Ownership of components (e.g., products, services, pieces of infrastructure, codes)
Communication patterns across teams/components
Technical guidance and conflict resolution

The goal is to build a lean and efficient engineering team to support business aspirations (unless engineering is the business, the priority should be business).

Law of engineering: engineering team should not scale linearly with business growth.

Frontend

Web

Language: Typescript + ES6. Full stop.
Frameworks:
- React >= 0.14 with functional components
- Get started with create-react-app
- hooks and context, and when it gets too difficult, redux
- Jest > Mocha
- TestCafe > Cypress > Selenium
Shared common library. bit.dev has good UI and doubles as a package repo. lerna may be hard to use.
yarn > npm
webpack for bundling
GraphQL for data querying
axios for HTTP requests
Single sign-on (SSO)
Progressive web apps (PWA)
Deep linking: a page can be addressed and shared by a link

Apps

ReactNative
Flutter
Native language (Java or Swift)

Backend for frontend (BFF)

One BFF per frontend app.

Usages:

Resource intensive tasks
Complex query/aggregation
Protecting FE from unstable API changes
OAuth 2 authorization code flow
Special protocol (e.g., websocket)

Backend

Follow the 12 factor app
SOLID
Coordination with leader election

Shared common library

The philosophy is to abstract common functionality into a shared layer for better governance and easier upgrades.

Middleware
Context: common fields across all request flows (e.g., trace ID, caller ID)
Common data types (e.g., timestamp, currency, coordinates, country code, error codes)
Authentication
Configuration
Cross service communication
- Protocol abstraction: the underlying protocol used should be hidden from user. This allows easier protocol updates (e.g., HTTP to gRPC)
- Service discovery: services should be addressable by a name.
Handlers base class (e.g., message handler, request handler)
DAO base class
Cache library
Logging
Metrics

Configuration and secrets

Configuration files should live in the same repository as code.
Secrets should go into a secret manager. Deployment infrastructure should inject the secrets at run time.
Allow secret overriding using environment variables (for running locally).

Feature flag

Definition: a feature flag is a toggle that a program uses to decide its behaviour. This is useful when rolling out new features gradually.
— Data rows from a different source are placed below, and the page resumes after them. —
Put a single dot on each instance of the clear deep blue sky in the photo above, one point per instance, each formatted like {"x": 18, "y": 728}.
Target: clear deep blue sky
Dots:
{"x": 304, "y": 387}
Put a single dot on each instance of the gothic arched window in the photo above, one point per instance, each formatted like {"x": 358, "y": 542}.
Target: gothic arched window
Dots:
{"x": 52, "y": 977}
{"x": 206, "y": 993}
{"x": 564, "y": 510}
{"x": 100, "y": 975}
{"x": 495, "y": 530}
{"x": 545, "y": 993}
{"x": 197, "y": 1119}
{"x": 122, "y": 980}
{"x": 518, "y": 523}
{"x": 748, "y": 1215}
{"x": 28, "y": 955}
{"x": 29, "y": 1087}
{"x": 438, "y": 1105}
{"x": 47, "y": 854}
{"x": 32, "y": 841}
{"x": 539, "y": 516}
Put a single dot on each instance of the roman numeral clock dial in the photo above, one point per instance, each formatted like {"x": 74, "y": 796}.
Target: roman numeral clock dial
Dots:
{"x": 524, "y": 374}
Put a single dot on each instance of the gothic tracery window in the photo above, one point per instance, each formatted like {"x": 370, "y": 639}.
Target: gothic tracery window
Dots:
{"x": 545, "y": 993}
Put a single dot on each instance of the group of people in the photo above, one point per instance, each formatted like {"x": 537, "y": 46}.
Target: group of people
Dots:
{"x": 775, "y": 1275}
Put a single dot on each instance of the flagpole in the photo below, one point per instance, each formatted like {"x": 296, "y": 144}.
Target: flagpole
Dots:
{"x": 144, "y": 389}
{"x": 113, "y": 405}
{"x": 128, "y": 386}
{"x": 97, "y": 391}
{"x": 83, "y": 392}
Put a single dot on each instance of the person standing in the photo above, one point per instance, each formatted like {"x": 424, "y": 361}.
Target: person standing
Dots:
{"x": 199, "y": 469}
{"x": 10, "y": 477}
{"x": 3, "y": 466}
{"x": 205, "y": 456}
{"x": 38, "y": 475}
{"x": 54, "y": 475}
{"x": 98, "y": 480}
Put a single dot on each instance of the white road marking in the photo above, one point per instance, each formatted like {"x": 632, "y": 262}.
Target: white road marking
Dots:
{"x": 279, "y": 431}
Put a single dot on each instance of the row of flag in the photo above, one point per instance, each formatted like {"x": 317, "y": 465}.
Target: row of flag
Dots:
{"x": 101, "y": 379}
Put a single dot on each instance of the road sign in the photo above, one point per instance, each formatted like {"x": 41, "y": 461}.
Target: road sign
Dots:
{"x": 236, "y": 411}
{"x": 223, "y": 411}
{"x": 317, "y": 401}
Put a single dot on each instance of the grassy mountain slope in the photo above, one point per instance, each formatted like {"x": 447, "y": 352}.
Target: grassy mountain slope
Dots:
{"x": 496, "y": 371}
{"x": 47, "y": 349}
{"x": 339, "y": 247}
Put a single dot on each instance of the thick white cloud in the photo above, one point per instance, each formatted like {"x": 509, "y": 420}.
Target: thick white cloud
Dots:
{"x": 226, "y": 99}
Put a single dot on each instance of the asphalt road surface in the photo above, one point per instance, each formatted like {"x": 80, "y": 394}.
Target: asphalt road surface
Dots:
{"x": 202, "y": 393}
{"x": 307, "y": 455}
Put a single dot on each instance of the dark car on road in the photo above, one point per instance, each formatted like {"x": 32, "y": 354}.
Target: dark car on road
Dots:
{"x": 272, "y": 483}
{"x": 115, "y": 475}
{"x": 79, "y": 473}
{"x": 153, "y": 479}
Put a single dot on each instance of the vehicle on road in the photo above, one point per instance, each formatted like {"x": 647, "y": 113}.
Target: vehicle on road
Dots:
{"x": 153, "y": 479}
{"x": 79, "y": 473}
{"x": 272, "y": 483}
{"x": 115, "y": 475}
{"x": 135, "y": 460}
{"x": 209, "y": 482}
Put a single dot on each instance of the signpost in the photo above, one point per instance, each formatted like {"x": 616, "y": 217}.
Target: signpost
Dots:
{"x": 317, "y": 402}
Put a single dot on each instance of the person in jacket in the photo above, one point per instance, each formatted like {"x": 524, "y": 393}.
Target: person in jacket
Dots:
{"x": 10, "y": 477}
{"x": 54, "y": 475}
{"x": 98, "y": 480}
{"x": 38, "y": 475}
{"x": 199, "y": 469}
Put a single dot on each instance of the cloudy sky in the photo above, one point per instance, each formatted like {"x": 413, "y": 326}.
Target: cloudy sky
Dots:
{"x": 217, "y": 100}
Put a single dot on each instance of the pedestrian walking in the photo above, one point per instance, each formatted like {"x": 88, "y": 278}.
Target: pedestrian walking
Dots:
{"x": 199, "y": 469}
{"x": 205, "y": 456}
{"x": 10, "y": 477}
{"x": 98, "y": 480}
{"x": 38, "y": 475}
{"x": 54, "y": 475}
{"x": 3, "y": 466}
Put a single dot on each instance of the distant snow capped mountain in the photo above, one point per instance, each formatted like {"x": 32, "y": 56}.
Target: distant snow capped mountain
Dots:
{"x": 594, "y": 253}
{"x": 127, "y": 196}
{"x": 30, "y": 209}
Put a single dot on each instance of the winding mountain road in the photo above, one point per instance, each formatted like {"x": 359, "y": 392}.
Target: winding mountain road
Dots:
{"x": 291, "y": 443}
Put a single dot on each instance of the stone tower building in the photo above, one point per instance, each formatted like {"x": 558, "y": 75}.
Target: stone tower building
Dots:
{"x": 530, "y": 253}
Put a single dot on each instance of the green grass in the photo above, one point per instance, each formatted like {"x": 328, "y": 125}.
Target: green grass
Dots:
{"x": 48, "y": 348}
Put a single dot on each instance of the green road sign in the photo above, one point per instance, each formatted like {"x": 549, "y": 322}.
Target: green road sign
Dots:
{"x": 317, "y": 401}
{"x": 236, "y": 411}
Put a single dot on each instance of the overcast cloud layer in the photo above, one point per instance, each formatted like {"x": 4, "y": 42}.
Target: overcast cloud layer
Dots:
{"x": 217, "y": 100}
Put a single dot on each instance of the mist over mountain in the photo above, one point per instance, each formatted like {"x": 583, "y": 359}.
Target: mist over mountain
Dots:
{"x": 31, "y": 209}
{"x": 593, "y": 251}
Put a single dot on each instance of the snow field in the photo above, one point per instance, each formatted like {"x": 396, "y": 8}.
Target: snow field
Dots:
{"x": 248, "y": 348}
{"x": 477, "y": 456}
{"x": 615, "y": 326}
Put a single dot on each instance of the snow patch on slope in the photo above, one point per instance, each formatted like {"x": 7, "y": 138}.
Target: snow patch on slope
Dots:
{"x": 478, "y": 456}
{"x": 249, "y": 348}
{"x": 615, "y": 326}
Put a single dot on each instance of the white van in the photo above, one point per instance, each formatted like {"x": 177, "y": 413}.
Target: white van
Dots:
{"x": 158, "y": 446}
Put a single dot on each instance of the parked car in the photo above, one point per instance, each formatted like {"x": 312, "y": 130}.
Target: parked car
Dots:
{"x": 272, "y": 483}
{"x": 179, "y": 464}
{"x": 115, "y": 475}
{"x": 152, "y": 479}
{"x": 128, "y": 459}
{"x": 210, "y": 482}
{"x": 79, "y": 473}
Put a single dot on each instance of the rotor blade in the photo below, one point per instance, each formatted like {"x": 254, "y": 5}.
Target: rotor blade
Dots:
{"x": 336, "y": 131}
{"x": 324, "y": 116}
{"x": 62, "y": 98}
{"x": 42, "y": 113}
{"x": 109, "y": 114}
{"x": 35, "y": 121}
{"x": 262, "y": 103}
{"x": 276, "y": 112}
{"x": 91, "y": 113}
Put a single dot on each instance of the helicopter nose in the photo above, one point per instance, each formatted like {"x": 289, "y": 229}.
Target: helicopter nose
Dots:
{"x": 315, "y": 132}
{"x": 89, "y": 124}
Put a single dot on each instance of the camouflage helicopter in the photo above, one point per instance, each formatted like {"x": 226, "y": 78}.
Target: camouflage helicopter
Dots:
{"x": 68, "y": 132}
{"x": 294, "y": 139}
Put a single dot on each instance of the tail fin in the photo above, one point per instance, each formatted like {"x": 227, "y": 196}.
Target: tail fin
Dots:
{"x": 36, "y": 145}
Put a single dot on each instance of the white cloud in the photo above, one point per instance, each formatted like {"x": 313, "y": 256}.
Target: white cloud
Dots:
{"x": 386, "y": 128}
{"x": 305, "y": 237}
A feature flag system has these concepts:

Flag value (aka. toggle value): the value that a program gets for a feature flag
Rule: a rule is associated with a flag, and it maps parameters to a flag value. E.g., a rule can map all users with age < 18 to flag value under-18.
Feature management service: service that stores flags and rules. This service has admin APIs or UI to configure the flags and rules. E.g., LaunchDarkly.

Make an effort to keep the number of feature flags low.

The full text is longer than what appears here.